Commercial clients have included the Academy Art Museum, Talbot YMCA, Chesapeake Bay Maritime Museum, Talbot County government, Londonderry, Cooke’s Hope (over 36 buildings), Salisbury University, Rise Up Coffee and 14 university projects.
Incorporation of sustainable materials and products was second nature for the firm and led to its formation of the Sustainable Architecture Forum. This forum helped local architects and students share their knowledge of sustainable design before the LEED system existed. Its most notable LEED projects are the former McCords Building, the Eastern Shore Conservation Center, 10 Habitat for Humanity houses and the Evergreen Cove Holistic Learning Center, all of which implemented sustainably certified materials and methods. The firm implemented the first green roof on the Eastern Shore at the Brookletts Center.
Constructing its own studio on a dilapidated site in Easton was the beginning of what is now more than 17 restoration/renovation projects that have transformed that East End neighborhood.

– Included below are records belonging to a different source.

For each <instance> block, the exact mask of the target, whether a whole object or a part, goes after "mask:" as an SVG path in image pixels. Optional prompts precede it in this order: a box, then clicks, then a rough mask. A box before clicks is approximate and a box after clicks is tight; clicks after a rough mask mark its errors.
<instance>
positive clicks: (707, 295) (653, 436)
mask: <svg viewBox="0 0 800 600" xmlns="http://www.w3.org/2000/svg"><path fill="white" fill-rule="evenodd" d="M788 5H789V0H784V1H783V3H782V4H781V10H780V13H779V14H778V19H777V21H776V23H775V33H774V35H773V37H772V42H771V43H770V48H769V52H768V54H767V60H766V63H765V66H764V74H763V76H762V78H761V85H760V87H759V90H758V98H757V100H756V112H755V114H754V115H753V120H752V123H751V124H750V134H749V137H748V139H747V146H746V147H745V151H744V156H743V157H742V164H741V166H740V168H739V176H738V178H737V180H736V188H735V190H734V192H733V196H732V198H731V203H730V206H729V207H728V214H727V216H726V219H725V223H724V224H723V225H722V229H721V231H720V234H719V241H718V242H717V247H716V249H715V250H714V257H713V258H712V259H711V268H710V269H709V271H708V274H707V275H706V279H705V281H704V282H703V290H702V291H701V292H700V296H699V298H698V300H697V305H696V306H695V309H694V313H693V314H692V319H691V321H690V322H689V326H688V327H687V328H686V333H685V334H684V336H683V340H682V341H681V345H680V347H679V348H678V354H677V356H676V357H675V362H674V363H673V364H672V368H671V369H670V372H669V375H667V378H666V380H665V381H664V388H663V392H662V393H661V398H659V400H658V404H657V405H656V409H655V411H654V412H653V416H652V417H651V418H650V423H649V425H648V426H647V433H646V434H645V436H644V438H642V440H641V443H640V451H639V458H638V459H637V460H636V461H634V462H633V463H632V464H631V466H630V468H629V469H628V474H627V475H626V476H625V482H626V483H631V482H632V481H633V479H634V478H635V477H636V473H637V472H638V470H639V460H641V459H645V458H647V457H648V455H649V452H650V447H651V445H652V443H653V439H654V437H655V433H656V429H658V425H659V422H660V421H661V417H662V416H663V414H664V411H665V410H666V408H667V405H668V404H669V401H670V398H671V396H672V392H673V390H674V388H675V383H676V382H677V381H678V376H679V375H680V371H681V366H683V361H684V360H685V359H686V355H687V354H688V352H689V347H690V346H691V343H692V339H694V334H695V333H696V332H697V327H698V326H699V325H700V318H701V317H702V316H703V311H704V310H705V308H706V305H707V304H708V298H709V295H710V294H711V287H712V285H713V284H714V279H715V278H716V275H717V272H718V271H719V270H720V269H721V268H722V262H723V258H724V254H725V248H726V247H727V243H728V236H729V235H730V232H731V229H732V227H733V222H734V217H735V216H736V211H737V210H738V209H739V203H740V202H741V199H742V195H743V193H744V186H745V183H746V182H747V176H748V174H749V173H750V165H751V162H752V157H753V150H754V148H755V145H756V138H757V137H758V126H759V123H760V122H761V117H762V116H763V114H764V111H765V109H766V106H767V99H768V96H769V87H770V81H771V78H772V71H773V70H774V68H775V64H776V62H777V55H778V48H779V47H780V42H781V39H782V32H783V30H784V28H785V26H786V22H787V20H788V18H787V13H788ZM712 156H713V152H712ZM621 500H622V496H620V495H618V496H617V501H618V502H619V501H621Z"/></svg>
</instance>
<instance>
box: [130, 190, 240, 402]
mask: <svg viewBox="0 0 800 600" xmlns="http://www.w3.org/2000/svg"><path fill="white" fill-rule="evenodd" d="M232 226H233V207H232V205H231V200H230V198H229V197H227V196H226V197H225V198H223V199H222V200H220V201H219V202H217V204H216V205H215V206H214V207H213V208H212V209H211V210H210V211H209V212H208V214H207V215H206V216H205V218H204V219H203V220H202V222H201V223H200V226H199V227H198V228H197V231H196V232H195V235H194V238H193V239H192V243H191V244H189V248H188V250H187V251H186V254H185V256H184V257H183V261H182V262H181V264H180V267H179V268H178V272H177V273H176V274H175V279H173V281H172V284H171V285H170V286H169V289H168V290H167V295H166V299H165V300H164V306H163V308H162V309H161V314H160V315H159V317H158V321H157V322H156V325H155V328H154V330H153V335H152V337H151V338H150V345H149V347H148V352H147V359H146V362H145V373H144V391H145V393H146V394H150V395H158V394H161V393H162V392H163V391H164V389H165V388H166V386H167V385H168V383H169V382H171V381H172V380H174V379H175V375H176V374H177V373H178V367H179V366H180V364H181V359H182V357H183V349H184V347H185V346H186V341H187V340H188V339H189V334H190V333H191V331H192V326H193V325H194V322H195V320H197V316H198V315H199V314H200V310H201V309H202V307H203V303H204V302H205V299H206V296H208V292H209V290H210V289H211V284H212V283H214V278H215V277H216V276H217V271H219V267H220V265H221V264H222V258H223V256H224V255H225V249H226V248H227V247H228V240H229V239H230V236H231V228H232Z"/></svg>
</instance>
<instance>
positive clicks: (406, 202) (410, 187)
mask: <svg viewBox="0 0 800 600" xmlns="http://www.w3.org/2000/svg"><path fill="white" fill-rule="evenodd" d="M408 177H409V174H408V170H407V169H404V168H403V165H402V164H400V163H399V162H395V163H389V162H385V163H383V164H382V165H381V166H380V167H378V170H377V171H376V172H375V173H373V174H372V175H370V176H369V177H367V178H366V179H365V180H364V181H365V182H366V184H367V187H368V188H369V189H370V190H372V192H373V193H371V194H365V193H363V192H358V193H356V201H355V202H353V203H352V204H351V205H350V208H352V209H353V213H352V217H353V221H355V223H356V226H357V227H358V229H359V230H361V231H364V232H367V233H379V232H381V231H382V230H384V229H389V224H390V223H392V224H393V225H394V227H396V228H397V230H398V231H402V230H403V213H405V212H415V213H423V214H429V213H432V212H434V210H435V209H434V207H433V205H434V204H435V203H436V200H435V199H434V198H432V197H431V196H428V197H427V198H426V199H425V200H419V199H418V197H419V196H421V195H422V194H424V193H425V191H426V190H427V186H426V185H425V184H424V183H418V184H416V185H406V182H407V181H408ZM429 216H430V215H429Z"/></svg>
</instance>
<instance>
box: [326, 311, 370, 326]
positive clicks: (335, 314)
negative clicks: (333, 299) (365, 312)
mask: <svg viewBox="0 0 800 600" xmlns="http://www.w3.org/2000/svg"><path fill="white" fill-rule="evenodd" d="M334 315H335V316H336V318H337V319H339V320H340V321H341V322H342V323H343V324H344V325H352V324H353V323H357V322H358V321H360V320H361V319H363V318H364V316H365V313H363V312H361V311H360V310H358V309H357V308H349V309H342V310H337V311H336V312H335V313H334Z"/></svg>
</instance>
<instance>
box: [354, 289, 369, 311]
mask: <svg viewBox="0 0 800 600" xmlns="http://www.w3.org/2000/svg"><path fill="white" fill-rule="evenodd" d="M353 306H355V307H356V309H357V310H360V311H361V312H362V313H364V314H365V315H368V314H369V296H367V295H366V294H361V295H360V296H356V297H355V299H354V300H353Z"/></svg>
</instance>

Projects include the first three new buildings built in this neighborhood in 20 years, which spurred on development in a formerly overlooked and underused part of town.

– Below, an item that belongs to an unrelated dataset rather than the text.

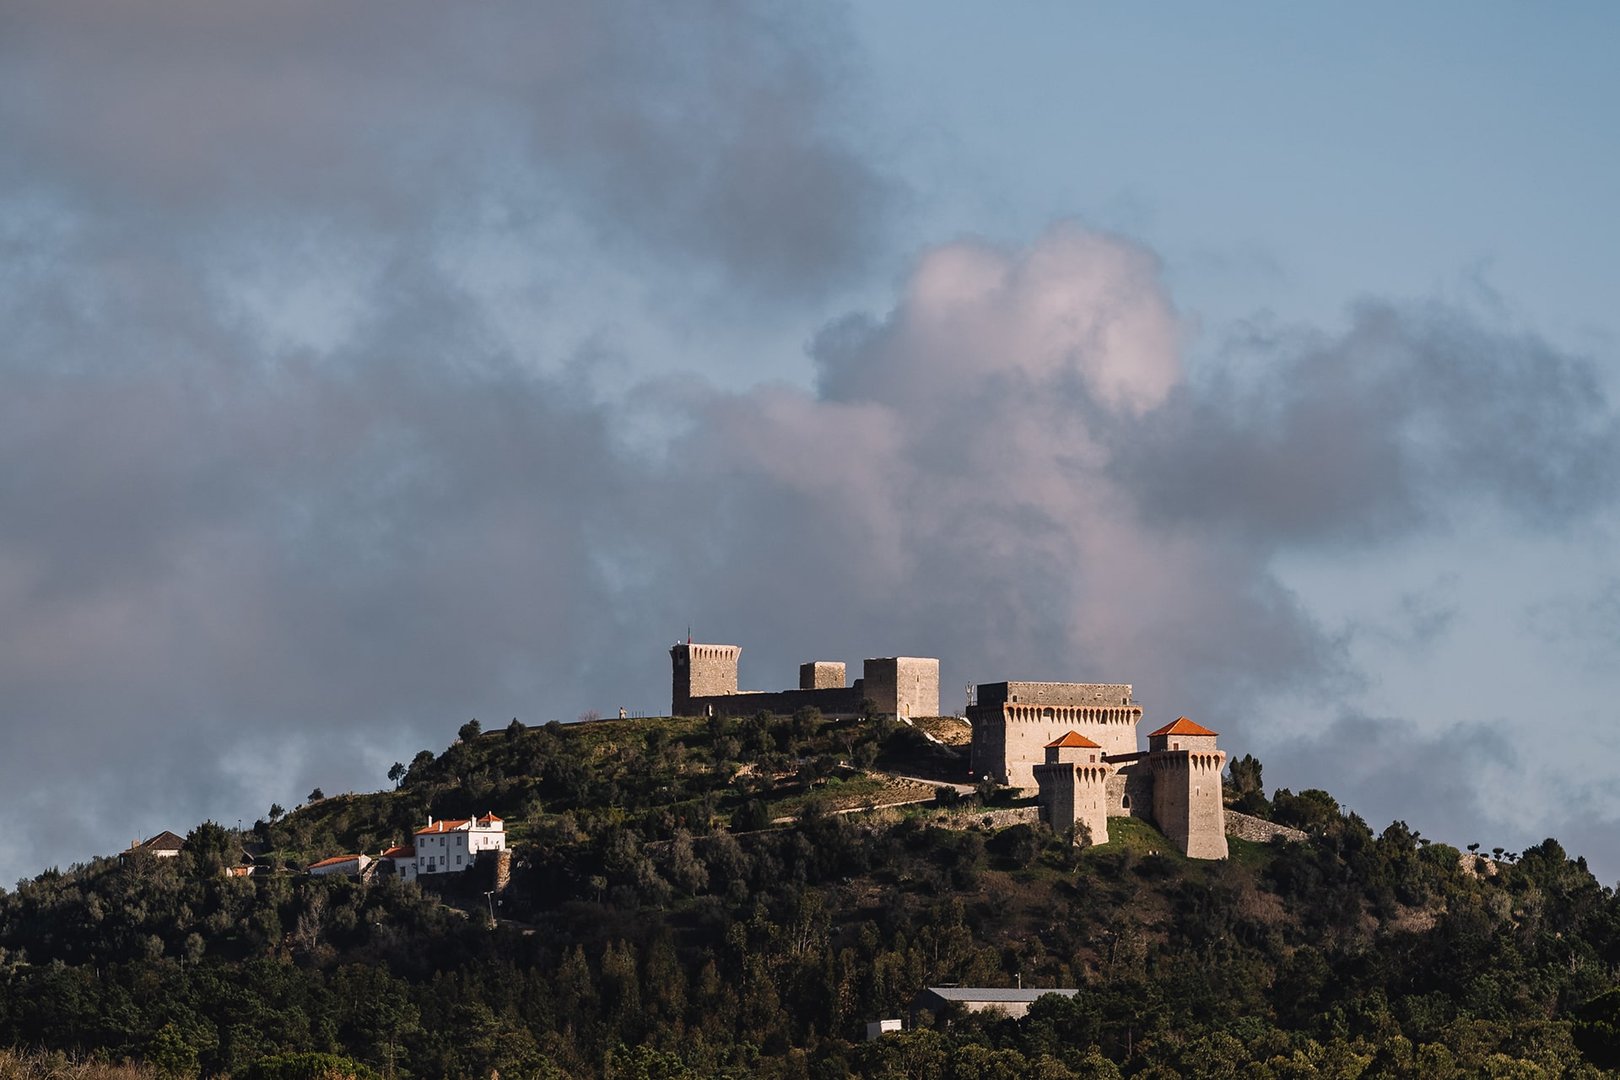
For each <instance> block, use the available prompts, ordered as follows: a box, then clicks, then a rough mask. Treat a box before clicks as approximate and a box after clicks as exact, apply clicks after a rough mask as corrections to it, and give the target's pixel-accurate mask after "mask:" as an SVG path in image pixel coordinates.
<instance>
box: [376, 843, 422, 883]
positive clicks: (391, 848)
mask: <svg viewBox="0 0 1620 1080" xmlns="http://www.w3.org/2000/svg"><path fill="white" fill-rule="evenodd" d="M377 873H379V874H386V876H389V878H399V879H400V881H416V848H413V847H408V845H405V844H400V845H397V847H390V848H389V850H386V852H382V855H379V857H377Z"/></svg>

Numerous design awards over the past 25 years include four historic restoration projects, including the rehabilitation of the McDaniel House after a devastating fire, the Chez Lafitte renovation and the renovation of the historic Welch House. The firm also received the Talbot Small Business of the Year award in 2002, the Talbot Business Woman of the Year in 2013, the Habitat Business partner of the year in 2013 and Maryland Governor’s Awards in 1996, 2002 and 2013. The firm’s work has been showcased in six regional publications, and its book, “Eco-Logic,” was published in 2014.
Giving back to the community has been a high priority to Atelier 11. The firm has underwritten an average of 350 hours of pro-bono work each year, including design services to for 17 Habitat for Humanity homes, the George Murphy Pool, designs for Rotary projects, and work for Talbot Hospice and arts organizations. Its most recent community project has been the sponsorship of an annual free concert at Thompson Park, opposite its Maryland studio, and designing tiny houses for homeless veterans.